I just read that her new album has hit the number-one spot in the UK charts, so there must be a market for BIG music that carries certain sameness, and which is highly infused with Celtic style, crazy outfits and wispy heather visions of the moors. She also often uses lots of lower-toned drums, often in rhythmical, chant-like ways, which fits with the current sound of many bands.
Bill Livingstone once talked about listening to the 1980s vintage Strathclyde Police when they were “in full sail,” conjuring an image of a clipper meeting the waters head-on with wind. The pipe band-sailing ship analogy is even more apt today with much larger bands developing huge visual and sonic power.

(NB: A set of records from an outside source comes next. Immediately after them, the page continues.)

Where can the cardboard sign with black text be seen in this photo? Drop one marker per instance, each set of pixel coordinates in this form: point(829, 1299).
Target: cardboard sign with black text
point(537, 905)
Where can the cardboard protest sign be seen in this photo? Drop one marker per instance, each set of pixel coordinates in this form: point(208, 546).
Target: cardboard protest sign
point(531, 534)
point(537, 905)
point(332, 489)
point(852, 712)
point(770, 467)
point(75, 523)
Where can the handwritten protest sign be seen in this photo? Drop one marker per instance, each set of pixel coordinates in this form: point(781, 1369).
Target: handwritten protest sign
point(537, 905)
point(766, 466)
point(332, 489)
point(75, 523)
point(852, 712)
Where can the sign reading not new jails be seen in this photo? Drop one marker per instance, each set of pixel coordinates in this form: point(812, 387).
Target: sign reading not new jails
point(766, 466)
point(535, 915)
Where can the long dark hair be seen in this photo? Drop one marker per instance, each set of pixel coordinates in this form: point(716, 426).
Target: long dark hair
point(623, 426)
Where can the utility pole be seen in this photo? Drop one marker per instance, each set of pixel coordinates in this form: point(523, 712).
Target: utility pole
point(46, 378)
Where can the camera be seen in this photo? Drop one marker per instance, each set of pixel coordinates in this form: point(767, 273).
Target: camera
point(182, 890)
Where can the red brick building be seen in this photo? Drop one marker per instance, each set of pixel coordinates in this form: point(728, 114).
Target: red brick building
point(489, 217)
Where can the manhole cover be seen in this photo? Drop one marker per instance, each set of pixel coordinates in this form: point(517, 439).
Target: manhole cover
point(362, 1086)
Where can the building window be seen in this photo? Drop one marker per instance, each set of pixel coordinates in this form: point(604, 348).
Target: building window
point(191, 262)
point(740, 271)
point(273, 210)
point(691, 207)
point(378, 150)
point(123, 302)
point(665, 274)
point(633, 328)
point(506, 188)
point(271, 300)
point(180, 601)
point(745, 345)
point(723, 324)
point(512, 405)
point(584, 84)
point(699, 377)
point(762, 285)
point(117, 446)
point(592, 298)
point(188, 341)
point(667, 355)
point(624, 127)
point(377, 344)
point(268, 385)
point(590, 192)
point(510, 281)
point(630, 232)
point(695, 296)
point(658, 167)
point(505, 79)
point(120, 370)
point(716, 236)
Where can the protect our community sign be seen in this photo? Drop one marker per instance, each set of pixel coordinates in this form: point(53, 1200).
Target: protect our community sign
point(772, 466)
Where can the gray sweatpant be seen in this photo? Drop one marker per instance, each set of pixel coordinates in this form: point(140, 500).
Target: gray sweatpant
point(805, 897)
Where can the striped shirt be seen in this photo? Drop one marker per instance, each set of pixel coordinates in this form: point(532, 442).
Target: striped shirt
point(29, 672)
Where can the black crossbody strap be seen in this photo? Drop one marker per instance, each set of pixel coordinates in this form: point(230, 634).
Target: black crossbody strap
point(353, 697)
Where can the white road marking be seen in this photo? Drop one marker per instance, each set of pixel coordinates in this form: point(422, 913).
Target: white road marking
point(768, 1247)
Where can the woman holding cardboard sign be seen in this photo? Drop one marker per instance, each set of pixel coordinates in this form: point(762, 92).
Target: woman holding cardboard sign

I could see Florence + the Machine doing something with a pipe band, just as I could hear a pipe band covering one or two of her songs in a concert. Our music is often criticized by outsiders for always sounding the same with unwavering loudness and a dearth of dynamics. But there is no denying that a pipe band at its best produces impressive and beautiful energy that, as George Campbell would say, “flattens the grass.”
I’ve also read some criticism of Ceremonials, contending that the songs remain the same from track-to-track. But Florence Welch clearly works within a formula that rings true with many people. Sometime, pipe bands try too hard to be something they are not and can never be. Instead of working with what they have, they strive to overlay pipes and drums with other stuff, seemingly never content with, It is what it is.
I’m not saying for a second that there is anything wrong with that. I’m a vocal proponent of pushing the boundaries. But some artists are able to hit upon a formula without ever becoming formulaic. They recognize what they’ve been given, their limitations, and get on with making the most of them.